A gestire gli affari di questa industria su cui si regge il comparto tecnologico delle multinazionali che producono smartphone, computer e molto altro ci sono anche i paesi come la Cina, un attore sempre più centrale nella partita delle terre rare. Come si legge in questo approfondimento dell’ISPI, già nel 1992 il leader cinese Deng Xiaoping aveva affermato nel corso di un viaggio che «il Medio Oriente ha il petrolio, la Cina le terre rare», indicando la via che il gigante asiatico avrebbe seguito nei decenni successivi, alla ricerca di materiali preziosi come il cobalto, fondamentale nella filiera delle batterie che servono per attuare la transizione verso la mobilità elettrica.

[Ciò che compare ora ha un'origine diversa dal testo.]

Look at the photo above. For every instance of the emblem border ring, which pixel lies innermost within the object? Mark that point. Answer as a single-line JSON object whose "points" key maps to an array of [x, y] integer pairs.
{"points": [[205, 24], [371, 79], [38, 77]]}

La tracciabilità tecnologica

Non sono bastate le critiche da parte dell’ONU che, nel 2002, aveva già accusato l’intera industria estrattiva di essere responsabile dello sfruttamento disumano delle persone nella Repubblica democratica del Congo. Il coltan, nello specifico, è tra le terre rare più importanti perché ha consentito di miniaturizzare i dispositivi e ridurre il consumo di energia degli smartphone. D’altra parte la sua tracciabilità non è mai stata affrontata in maniera seria dall’industria, al punto che lo sfruttamento e le violazioni dei diritti delle persone si perdono nei diversi passaggi che portano il coltan dall’estrazione fino alle gradi aziende. In passato sono state fatte campagne di sensibilizzazione – in Belgio era partita l’iniziativa “niente sangue nel mio Gsm” – e aziende come l’olandese FairPhone hanno fatto una scelta chiara in termini di produzione etica. Tutto questo, tuttavia, si scontra con i numeri esorbitanti di un mercato tecnologico che, tanto per citare un dato, soltanto nel 2020 ha visto 1,37 miliardi di smartphone venduti nel mondo.